The Act of Dissection Becomes Art

That year, this desire became a concrete action. The artist created eleven sizable paintings. Each was coated in a single shade of blue prior to picking up a surgical blade and making hundreds of deliberate, precise cuts. She then folded back the sliced fabric to reveal its reverse, creating works she documented with forensic precision. She dated each one to underscore that they were actions. In one 1977 series of photographs, entitled Self-Portrait Behind a Perforated Canvas, she inserted her features, hair, and digits through the openings, turning her own body into artistic material.

“Yes, all my art has a character of dissection … anatomical analysis similar to figure drawing,” she responded to inquiries about the pieces. According to a trusted associate and academic, this explanation was a key insight – a hint from a creator who seldom offered commentary.

Two Lives, Deeply Connected

Art commentators in Croatia often viewed the artist's dual roles as completely distinct: the radical innovator in one corner, the technical draftsman funding her life in the other. “My perspective is that her dual selves were intimately linked,” states a scholar. “It's impossible to spend 35 years at the Anatomy Institute daily for hours on end and remain untouched by the environment.”

Anatomical Echoes in Geometric Shapes

The revelatory nature of a present showcase is how it traces these medical undercurrents in pieces that initially appear purely non-representational. In the mid-1980s, the artist created a group of shaped canvases – trapezoidal forms, as they were later termed. Art writers grouped them with the popular geometric abstraction trend. However, the reality was uncovered much later, when cataloguing Schubert’s estate.

“The question was posed: how are these forms made?” states an associate. “Her response was straightforward: it's a human face.” The signature tones – known among associates as her personal red and blue – matched the precise colors used for drawing neck vasculature in anatomy books for a surgical anatomy textbook utilized in medical faculties across Europe. “It became clear those hues emerged concurrently,” the account notes. The angular paintings were actually abstracted human forms – created concurrently with her daytime medical drawing.

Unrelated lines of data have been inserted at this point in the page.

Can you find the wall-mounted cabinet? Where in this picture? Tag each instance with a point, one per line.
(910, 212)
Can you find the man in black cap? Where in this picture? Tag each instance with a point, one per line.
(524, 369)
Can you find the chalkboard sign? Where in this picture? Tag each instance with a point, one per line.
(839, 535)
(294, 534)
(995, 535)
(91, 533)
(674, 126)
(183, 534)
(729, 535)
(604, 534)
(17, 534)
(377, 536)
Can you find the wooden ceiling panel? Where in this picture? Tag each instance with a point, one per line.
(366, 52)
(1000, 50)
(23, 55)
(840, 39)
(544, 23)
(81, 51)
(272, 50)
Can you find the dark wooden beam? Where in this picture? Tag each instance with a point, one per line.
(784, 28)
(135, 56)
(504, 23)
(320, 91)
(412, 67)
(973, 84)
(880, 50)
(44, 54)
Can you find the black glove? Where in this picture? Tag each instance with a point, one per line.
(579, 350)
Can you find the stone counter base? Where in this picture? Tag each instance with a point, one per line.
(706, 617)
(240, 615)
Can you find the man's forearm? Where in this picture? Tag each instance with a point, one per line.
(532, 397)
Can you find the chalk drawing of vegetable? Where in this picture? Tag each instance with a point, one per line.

Embracing Ephemeral Elements

In the late 70s and early 80s, her creative approach changed once more. She began creating installations from branches bound with leather. She composed displays of skeletal fragments, flower parts, herbs and soot. When asked why she’d shifted to such organic materials, she expressed that the art world had become “barren theoretically”. She was driven to cross lines – to engage with truly ephemeral substances in reaction to a creatively arid landscape.

A 1979 piece entitled 100 Roses, saw her strip a hundred roses of their petals. She braided the stems into round arrangements positioning the floral remnants in the center. When encountered during exhibition preparation, the work maintained its impact – the floral elements now totally preserved but miraculously intact. “The scent of roses persists,” a viewer remarks. “The colour is still there.”

An Elusive Creative Force

“I prefer to stay cryptic, to hide my intentions,” the artist shared in late-life discussions. Mystery was her method. She would sometimes exhibit fake works while hiding originals under her bed. She eradicated specific works, leaving only signed photocopies in their place. Despite exhibiting at major international biennales and gaining recognition as a trailblazer, she conducted hardly any media talks and her art was predominantly unrecognized abroad. A current museum exhibition is her first major solo show outside her homeland.

Addressing the Trauma of Battle

Subsequently, the nineties dawned with the outbreak of conflict. War came to her city. The artist answered with a group of mixed-media works. She adhered press images and headlines onto panels. She photocopied and enlarged them. Then she obscured the surface with paint – black bars resembling barcodes. {Geometric forms obscured the images beneath|Angular shapes hid the pictures below|

Sarah Guzman
Sarah Guzman

A data scientist and betting strategist with over a decade of experience in sports analytics and predictive modeling.